The difference between porcelain and composite resin shear bond strength in the administration of 4% and 19.81% silane

porcelain repair shear bond strength silane


March 31, 2019


Background: Damage to porcelain restorations such as fractures requires a repair that can be performed either directly or indirectly. Direct repair involves directly performing restoration of fractured porcelain with a composite resin application. This technique has more advantages than indirect repair because it requires no laboratory work and can be completed during a single visit. Silane, on the other hand, has been widely used and is reported to increase porcelain and composite resin attachments during the direct repair process.
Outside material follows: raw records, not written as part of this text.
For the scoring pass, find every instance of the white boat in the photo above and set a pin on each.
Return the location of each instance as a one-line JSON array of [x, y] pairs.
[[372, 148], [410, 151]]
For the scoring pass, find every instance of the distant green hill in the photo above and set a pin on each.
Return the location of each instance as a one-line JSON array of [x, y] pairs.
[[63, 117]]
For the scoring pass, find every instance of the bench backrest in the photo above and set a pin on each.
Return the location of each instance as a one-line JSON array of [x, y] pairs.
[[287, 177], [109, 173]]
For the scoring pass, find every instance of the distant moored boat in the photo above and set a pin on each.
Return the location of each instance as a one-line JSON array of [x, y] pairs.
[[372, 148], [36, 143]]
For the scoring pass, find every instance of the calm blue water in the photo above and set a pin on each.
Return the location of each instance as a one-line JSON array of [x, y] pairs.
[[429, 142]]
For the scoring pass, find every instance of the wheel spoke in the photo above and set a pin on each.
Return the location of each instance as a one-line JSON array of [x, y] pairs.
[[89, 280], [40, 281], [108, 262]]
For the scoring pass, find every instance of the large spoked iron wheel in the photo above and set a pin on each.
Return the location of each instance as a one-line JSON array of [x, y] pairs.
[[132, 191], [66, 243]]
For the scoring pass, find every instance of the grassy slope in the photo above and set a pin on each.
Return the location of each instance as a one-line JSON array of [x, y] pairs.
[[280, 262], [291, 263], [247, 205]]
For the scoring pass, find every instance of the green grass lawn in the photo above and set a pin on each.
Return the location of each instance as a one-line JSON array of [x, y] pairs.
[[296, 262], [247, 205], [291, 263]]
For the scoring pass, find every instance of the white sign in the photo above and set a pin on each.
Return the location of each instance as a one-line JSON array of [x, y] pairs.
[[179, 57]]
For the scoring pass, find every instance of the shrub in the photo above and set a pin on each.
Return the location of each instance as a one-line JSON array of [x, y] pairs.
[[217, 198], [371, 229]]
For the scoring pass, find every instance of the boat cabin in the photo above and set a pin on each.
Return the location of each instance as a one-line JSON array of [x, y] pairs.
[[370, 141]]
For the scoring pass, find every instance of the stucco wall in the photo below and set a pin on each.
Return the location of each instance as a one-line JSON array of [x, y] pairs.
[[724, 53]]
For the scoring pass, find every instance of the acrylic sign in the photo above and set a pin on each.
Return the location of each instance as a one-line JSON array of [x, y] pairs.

Purpose: This study aimed to determine the differences in shear bond strength between porcelain and composite resin during the administering of 4% and 19.81% silane. Methods: 27 porcelain samples were divided into three groups, namely: Group A - 4% silane, Group B - 19.81% silane and Group C - no silane, prior to the application of composite resin. Each sample was tested for shear bond strength by means of Autograph and fracture analysis performed through stereomicroscope and scanning electron microscope tests. Data analysis was subsequently performed using an ANOVA test. Results: There was a significant difference between the three groups with p=0.000 (p<0.005). The lowest bond strength was found in the group without silane, while the highest was in the group with 4% silane (p<0.005). Conclusion: The use of 4% silane can produce the highest shear bond strength of porcelain and resin composite.